The name Malachi refers to a messenger; the Book of Malachi is titled "ykalm" in Hebrew, which means "Messenger of Yahweh" or "My Messenger." Malachi likely lived between 568 and 433 B.C. Nothing is known about Malachi's life except for his prophecies, which appear in the Book of Malachi. The Book of Malachi reminds people that Yahweh tries to help them, and that he honors their faithfulness and holds them accountable for their wrongdoings.
Malachi may not even be the prophet's real name. Some Bible scholars believe that Malachi is the book's name, rather than the author's. The Book of Malachi contains seven rhetorical questions that are designed to make the people of Israel return to God. The people ask Malachi how God has loved them, and Malachi explains how God chose Israel. Malachi goes on to explain how the people have sinned and that God is not accepting their offerings because they have been marrying foreign women.
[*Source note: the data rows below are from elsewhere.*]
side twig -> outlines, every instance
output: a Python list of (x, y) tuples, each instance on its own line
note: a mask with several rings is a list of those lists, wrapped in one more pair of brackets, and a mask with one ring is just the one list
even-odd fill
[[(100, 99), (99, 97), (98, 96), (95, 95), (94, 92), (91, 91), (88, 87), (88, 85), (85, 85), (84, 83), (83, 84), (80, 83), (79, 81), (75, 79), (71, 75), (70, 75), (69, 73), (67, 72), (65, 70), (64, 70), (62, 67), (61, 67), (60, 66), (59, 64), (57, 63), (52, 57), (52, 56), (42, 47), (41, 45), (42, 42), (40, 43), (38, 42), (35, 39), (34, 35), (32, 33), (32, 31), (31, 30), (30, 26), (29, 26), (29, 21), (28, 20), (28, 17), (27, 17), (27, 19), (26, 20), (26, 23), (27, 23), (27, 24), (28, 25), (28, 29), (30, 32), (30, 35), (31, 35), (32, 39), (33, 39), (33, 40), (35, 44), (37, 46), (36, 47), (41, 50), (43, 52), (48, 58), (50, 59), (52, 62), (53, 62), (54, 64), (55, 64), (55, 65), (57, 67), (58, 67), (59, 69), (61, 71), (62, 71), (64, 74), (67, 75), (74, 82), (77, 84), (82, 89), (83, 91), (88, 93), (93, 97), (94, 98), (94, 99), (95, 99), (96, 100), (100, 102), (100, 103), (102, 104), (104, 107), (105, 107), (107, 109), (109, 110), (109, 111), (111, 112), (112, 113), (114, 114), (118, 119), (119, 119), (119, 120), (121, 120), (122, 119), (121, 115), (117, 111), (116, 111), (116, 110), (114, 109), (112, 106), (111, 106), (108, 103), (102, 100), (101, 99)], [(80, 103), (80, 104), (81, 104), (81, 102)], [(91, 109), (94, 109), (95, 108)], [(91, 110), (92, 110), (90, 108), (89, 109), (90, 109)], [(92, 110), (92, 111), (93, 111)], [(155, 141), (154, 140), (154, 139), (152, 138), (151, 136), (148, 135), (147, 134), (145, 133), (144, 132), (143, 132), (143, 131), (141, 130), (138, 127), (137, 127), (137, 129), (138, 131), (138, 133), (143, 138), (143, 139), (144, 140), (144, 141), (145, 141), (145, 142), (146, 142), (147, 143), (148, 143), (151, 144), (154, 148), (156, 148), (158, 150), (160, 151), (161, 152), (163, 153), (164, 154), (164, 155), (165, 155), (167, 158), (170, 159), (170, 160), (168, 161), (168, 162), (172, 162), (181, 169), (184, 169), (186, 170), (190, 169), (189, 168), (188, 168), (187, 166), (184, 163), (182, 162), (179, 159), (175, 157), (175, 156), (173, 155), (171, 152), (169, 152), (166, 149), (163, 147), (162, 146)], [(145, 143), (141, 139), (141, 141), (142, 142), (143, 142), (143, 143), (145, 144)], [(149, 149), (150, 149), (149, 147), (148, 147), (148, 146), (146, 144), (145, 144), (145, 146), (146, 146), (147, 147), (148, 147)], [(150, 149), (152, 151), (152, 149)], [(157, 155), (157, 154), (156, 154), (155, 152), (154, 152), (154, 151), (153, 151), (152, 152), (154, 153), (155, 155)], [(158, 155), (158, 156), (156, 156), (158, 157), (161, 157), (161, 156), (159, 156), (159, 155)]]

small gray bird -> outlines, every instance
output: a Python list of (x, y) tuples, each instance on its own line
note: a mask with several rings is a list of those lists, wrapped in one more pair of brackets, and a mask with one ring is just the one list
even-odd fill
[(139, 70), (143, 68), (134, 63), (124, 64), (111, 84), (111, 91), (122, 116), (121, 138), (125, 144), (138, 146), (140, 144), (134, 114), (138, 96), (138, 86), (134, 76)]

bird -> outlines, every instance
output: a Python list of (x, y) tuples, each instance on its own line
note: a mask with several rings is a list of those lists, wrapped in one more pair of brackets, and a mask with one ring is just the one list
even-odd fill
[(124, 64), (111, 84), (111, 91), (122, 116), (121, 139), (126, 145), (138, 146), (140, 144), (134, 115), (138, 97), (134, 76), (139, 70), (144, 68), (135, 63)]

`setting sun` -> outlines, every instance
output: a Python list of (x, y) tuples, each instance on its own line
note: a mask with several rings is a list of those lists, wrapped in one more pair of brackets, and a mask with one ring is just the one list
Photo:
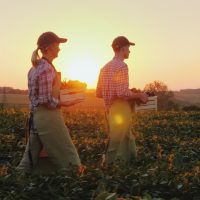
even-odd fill
[[(78, 59), (77, 59), (78, 58)], [(99, 73), (99, 64), (94, 57), (80, 55), (69, 62), (69, 66), (62, 70), (62, 78), (79, 80), (87, 84), (87, 88), (95, 88)]]

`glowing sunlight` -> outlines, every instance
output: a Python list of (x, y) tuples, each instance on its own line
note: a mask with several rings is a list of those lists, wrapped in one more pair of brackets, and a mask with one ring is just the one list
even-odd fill
[(98, 62), (93, 57), (77, 56), (76, 59), (73, 59), (69, 63), (67, 69), (65, 69), (66, 73), (64, 72), (63, 78), (85, 82), (88, 89), (95, 88), (99, 68)]

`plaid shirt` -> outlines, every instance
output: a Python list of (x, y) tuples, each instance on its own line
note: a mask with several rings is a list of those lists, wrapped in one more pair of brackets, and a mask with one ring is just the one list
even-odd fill
[(116, 98), (130, 97), (128, 66), (118, 58), (113, 58), (100, 71), (96, 96), (103, 98), (110, 107)]
[(52, 97), (52, 86), (55, 77), (55, 68), (45, 59), (41, 59), (38, 66), (29, 70), (28, 89), (31, 109), (40, 104), (45, 104), (49, 108), (57, 107), (59, 100)]

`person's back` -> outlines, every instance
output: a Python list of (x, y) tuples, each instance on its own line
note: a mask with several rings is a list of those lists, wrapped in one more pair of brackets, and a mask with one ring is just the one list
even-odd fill
[(127, 90), (121, 87), (124, 82), (128, 81), (128, 76), (123, 76), (124, 70), (128, 71), (126, 63), (116, 57), (101, 69), (96, 95), (103, 98), (108, 107), (116, 98), (127, 95)]
[(129, 42), (124, 36), (114, 39), (114, 58), (100, 71), (96, 96), (103, 98), (106, 106), (106, 121), (109, 129), (109, 144), (105, 150), (105, 161), (128, 163), (136, 157), (136, 145), (131, 130), (132, 109), (127, 100), (139, 99), (145, 103), (145, 94), (136, 94), (129, 89), (128, 66), (124, 59), (129, 57)]

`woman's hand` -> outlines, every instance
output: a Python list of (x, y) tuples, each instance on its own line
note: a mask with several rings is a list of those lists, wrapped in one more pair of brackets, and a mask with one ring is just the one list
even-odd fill
[(73, 106), (77, 103), (80, 103), (82, 102), (83, 100), (74, 100), (74, 101), (65, 101), (65, 102), (60, 102), (60, 106), (63, 106), (63, 107), (68, 107), (68, 106)]

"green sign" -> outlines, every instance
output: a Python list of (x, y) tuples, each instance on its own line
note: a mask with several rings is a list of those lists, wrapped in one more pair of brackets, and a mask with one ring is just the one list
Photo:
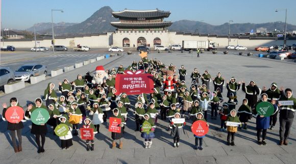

Other issues that the book covers include God bringing justice to wicked people, a return to Israel, tithing, and God's assurance that people who live faithfully are rewarded in the future. The Book of Malachi ends with a plea to live according to Moses' law, and a promise that God is to send the prophet Elijah to announce the Day of the Lord. The book ends with a threat, wherein God says that he plans to curse the land if the Israelites reject Elijah.